Earth System Diagnostics

Team members

Thom Laepple

Quantitiative interpretation of paleoclimate data

I enjoy working across disciplines and combining observational data, statistics and modeling. My current research focus is the estimation of climate variability and the mean temperature changes in the current warm period, the Holocene. This knowledge is relevant for predicting the spread of future climate changes and allows a direct test of climate models.

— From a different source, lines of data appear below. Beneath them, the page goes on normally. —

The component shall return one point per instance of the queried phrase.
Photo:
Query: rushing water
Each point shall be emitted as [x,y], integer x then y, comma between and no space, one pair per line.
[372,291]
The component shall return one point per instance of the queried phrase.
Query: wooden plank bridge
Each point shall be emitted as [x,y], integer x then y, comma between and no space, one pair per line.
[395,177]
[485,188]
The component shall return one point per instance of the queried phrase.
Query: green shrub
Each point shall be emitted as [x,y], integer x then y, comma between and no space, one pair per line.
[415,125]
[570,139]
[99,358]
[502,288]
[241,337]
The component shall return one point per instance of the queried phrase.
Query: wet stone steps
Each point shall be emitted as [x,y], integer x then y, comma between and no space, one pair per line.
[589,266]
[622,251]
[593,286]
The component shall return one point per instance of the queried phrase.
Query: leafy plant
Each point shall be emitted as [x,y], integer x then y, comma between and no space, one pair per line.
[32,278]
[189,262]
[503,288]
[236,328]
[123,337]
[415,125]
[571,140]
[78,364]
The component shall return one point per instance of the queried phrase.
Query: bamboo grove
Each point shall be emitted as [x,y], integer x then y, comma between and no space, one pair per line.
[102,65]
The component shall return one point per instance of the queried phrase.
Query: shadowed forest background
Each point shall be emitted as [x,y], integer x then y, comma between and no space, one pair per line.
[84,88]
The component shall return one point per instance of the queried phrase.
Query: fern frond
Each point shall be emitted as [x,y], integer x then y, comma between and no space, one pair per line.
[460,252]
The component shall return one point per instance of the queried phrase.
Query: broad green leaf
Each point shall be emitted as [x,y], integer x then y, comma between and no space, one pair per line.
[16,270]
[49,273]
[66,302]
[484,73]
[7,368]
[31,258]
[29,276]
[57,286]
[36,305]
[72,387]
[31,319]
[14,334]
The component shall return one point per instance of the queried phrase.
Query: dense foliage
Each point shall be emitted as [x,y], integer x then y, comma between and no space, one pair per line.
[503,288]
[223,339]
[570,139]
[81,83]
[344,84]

In the ECUS project, I’m coordinating a small team of researchers and students and working on a better use of the paleoclimate record to sharpen our knowledge about the climate system.

Alexandra Zuhr

Investigation of the process of signal formation in paleo climate archives

My PhD project aims for a better understanding of the process of signal formation in paleo climate archives (e.g. ice cores, marine sediments). For this, I am investigating the imprint of the temperature signal in firn and ice cores by analysing the relationship between changes in the snow surface height and changes in the isotopic composition in the upper snow layer. This project contains practical work during field work and in laboratories as well as theoretical work and statistical analyses. A comparison of the measured isotopic composition in surface snow to a simple isotope model based on meteorological parameters from our study site, allows us to estimate the contribution of different processes (e. g. snowfall, wind-driven redistribution, diffusion, sublimation) to the final isotopic signal. This work aims to contribute to a (possible) improvement of climate reconstructions from ice cores.
As a second climate archive, I will explore the horizontal and vertical variability and heterogeneity of marine sediments by measuring and analysing the parameters d18O and Mg/Ca, which are usually used to reconstruct temperature, as well as the radiocarbon age in a two dimensional way from a box core.

Fyntan Shaw

Estimating and accounting for diffusion in deep ice cores

The currently ongoing Beyond EPICA Oldest Ice Core drilling project offers an exciting opportunity to recover ice dating back to 1.5 million years ago. Thus the stable water isotopes in this ice core could be used to reconstruct the temperatures over this time period, including the enigmatic Mid-Pleistocene Transition. However, due to ice diffusion and the extreme thinning of the ice layers at the bottom of the ice core, the oldest section of the record is greatly smoothed, causing a loss of information up to millennial timescales.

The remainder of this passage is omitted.